クルマンでは伝道所を巡回し、巨大な天然泉「アイ」をじっくり観察できます。西端の町アピントンには、オレンジ川が流れ、そのほとりには絵になるワイナリーが立っています。アウグラビーズ フォールズ国立公園を訪ね、展望台までのハイキングを楽しみ、とどろき落ちる大瀑布の迫力に飲まれ、逆巻く白波をチームワークで制する急流下りに加わりませんか。

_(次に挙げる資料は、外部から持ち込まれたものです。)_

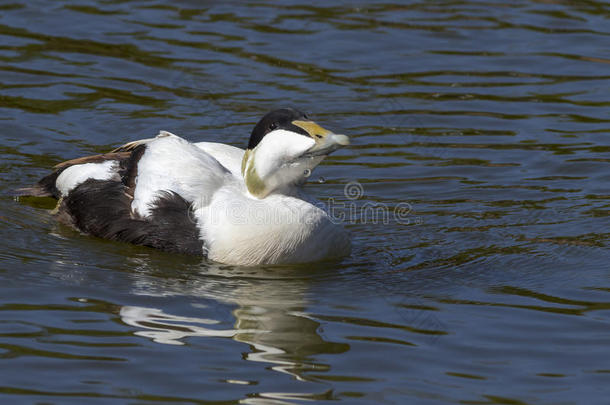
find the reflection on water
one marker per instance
(488, 120)
(268, 316)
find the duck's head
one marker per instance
(285, 146)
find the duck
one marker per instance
(227, 204)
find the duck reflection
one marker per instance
(269, 315)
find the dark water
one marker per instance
(481, 135)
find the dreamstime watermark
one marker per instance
(273, 210)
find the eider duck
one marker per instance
(233, 206)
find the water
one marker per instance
(476, 191)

旅人は、あるいは現地の人ですらめったに行かないこの州の海岸線沿いにあるアレクサンダー ベイやクレインジーなど、漁業やダイヤモンド採掘の小村をのぞいてみませんか。春のナマクア国立公園では、不毛の砂漠が一面、色とりどりの花で敷きつめられた姿を見ることができます。天に牙を向けたような稜線 (りょうせん) が生む荒々しい背景を見ながらリヒタースフェルト国立公園のジープ サファリを楽しみましょう。

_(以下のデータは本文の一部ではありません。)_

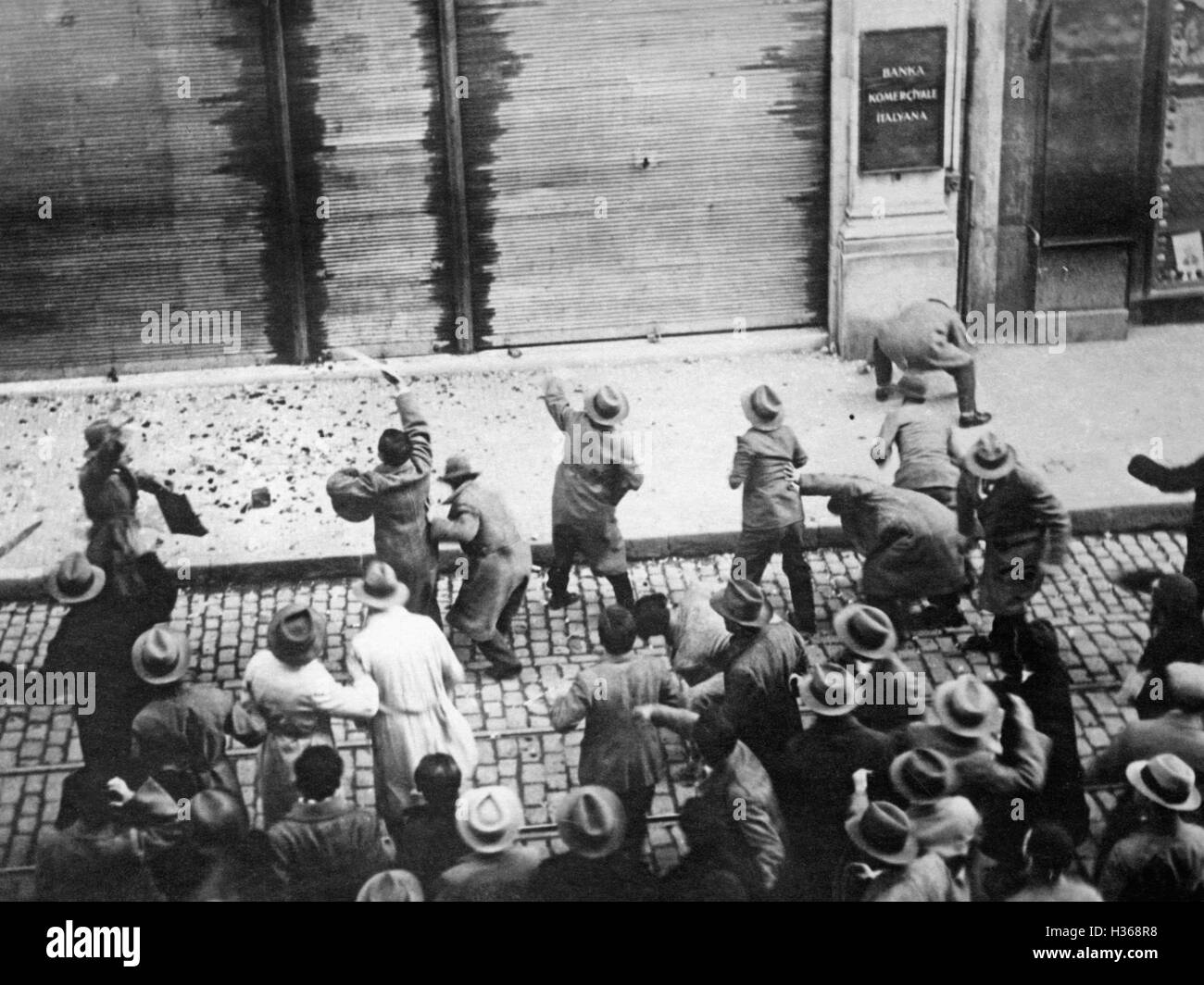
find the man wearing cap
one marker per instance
(1024, 528)
(290, 688)
(324, 848)
(909, 544)
(923, 439)
(498, 564)
(771, 519)
(397, 495)
(621, 751)
(928, 335)
(758, 696)
(596, 471)
(416, 672)
(815, 779)
(1183, 479)
(595, 869)
(498, 869)
(96, 636)
(1163, 860)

この州内には、南アフリカが誇るおなじみの野生生物を探しにいける自然保護区がいくつもあります。フラミンゴがいるカムファーズ ダム、クロアシネコ (アフリカ最小のネコ科動物) など、夜行性動物がいるブルームフォンテーン自然保護区、南アフリカとボツワナの国境地帯に広がり、たてがみが黒いライオンやオリックスがいるクガラガディー トランスフロンティア パークはいかがですか。

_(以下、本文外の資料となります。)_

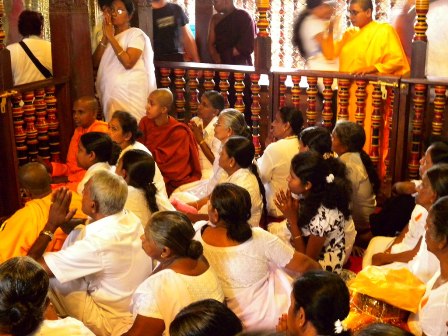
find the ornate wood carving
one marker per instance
(295, 91)
(311, 99)
(376, 119)
(179, 83)
(193, 85)
(255, 112)
(343, 94)
(361, 96)
(419, 100)
(327, 112)
(224, 86)
(239, 88)
(439, 108)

北ケープへは、ケープタウン国際空港かヨハネスブルグ国際空港から陸路を取りますが、名所間に距離があるため、州内の移動には多くの場合、レンタカーか既成のオーバーランド ツアーを利用します。北ケープからは、ナミビアに広がる砂漠の荒野やボツワナのオカバンゴ デルタの見事な水景を訪ねるのも簡単です。